Given this definition of trafficking I would consider myself to have been trafficked (not a label a welcome). I think the definition does an ok job of telling people what trafficking is so that they know if they are committing it or not. The problem, and I suppose this isn’t the job of the definition, is that it is very difficult to know what circumstances the adoption took place in. Meaning it is hard, when information is scarce, to know if someone was trafficked or willingly given up (we can also argue what constitutes “willingly”). I merely bring this up because I believe the reason, or motive, of creating such a definition is to prevent such trafficking from occurring. I am not sure the definition addresses the difficulty of deciding who is at fault for committing trafficking. I certainly don’t think that my parents are guilty of trafficking and I do not blame them if I was taken unwillingly from my first family. So, if I don’t blame them who do I blame? The orphanage? The US and Indian governments for allowing such transactions to occur? The adoption agency for participating, and ultimately perpetuating, human trafficking?
This has certainly got me going and thinking, but I am still unsure how the definition could/should be altered to more effectively condem those who perpetuate such trafficking. Thanks! Great question, I’ll definitely reblog this!
Like you, Kumar, I have been loathe to admit to myself the facts of the likely coercion and trafficking that lie behind my own story, but there is no other way to look at it and I prefer this truth than consider any other myth used to camouflage what really happened.

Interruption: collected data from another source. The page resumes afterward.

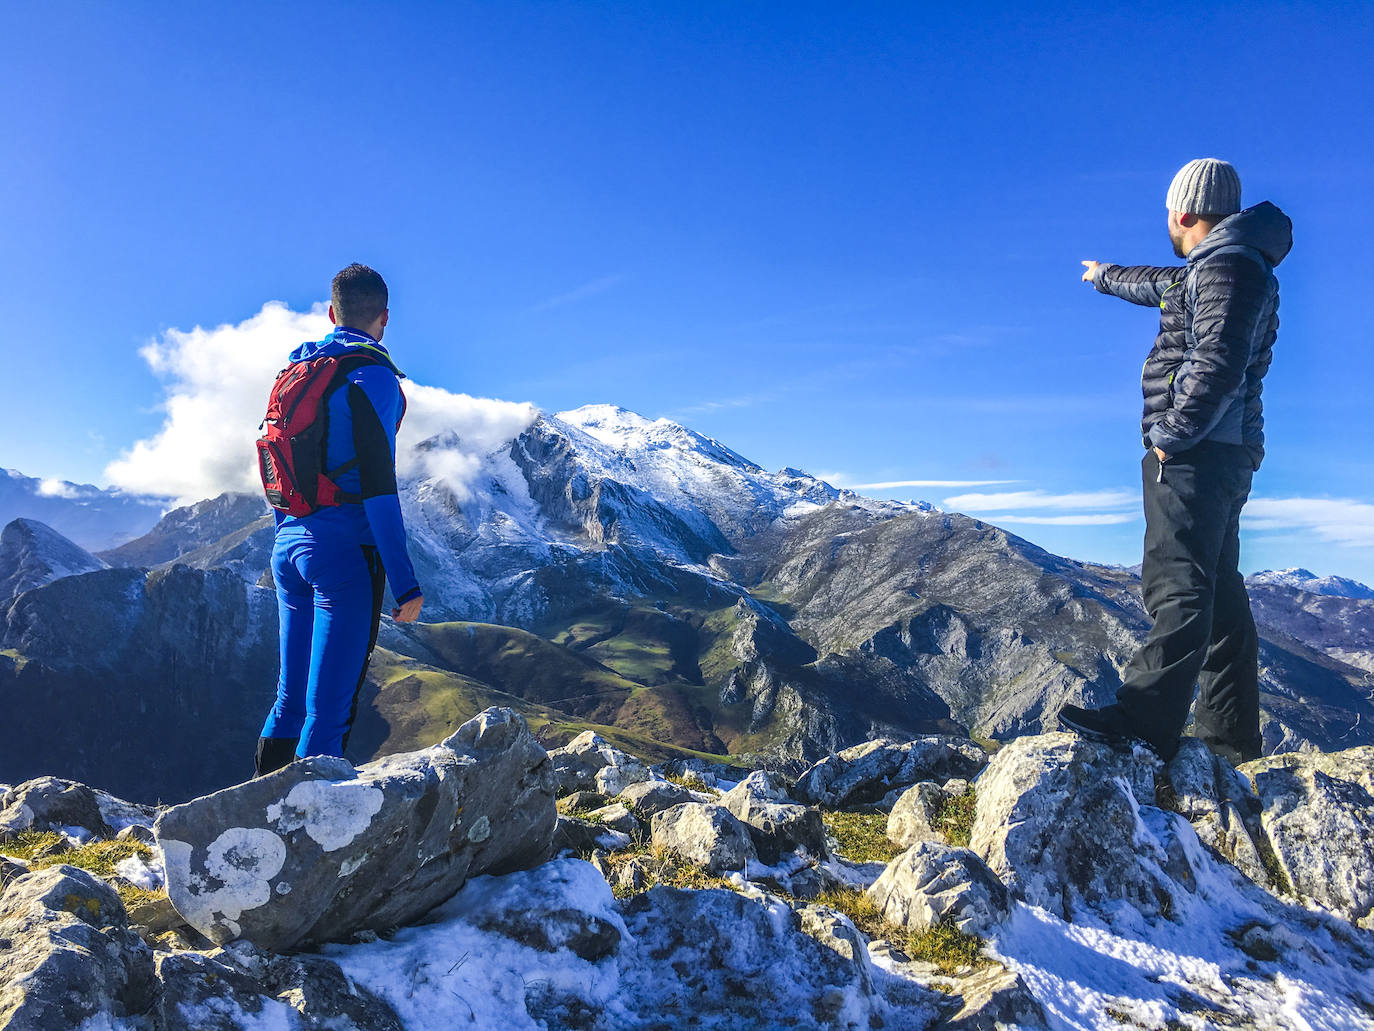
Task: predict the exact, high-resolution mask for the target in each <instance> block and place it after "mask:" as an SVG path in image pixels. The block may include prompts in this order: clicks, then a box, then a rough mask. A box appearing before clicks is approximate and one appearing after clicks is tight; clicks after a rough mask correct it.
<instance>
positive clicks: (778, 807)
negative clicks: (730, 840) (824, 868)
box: [717, 771, 830, 866]
mask: <svg viewBox="0 0 1374 1031" xmlns="http://www.w3.org/2000/svg"><path fill="white" fill-rule="evenodd" d="M717 804H719V806H721V807H723V808H725V810H728V811H730V812H731V814H732V815H734V817H735V818H736V819H739V821H741V822H742V823H745V826H747V828H749V836H750V839H753V844H754V851H756V854H757V855H758V859H760V861H763V862H764V863H767V865H769V866H772V865H775V863H776V862H778V861H779V859H780V858H782V856H783V855H785V854H787V852H794V851H797V850H798V848H804V850H805V851H807V852H808V854H809V855H812V856H815V858H818V859H824V858H827V856H829V855H830V851H829V848H827V847H826V825H824V822H823V821H822V818H820V810H818V808H808V807H807V806H798V804H797V803H794V801H789V800H787V793H786V792H785V790H783V789H782V785H780V784H778V781H776V779H775V778H772V777H771V775H769V774H767V773H764V771H756V773H752V774H749V777H746V778H745V779H743V781H741V782H739V784H738V785H736V786H735V788H732V789H731V790H728V792H725V793H724V795H723V796H721V797H720V800H719V803H717Z"/></svg>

Especially when that myth is even worse, namely, in my case, the police report that implies I was abandoned (to die) which culturally doesn’t jibe.
It’s interesting to me that the mediation of trafficking has grown by leaps and bounds ever since the adoption reform/anti-adoption movements have started gaining ear and force. CNN is probably the worst here, with its ridiculous disempowering mediation of trafficking and slavery, from the nation that traffics and enslaves most on this planet. I’m noticing, however, on Twitter especially, a huge rise in anti-trafficking advocates, NGOs, organizations, church groups, etc.
When we realize that trafficking is centered within the economic and political powers of the world, and that the countries most guilty of trafficking are the highest on the economic totem pole, then there is something extremely suspect in the finger-pointing at the “Third World”. Jean Bricmont calls this Humanitarian Imperialism, this “call to action” against such “criminals”.
40 years ago I spent every morning eating breakfast cereal staring into the faces of “missing children” ignominiously plastered onto the backs of milk cartons. Now, finally, we are concerned about this? I wasn’t sure whether to put this in this item or the Adoption Mafia item. It seems as if the Powers That Be prefer to put their competition out of business by pretending to be concerned about the very crimes they themselves are committing.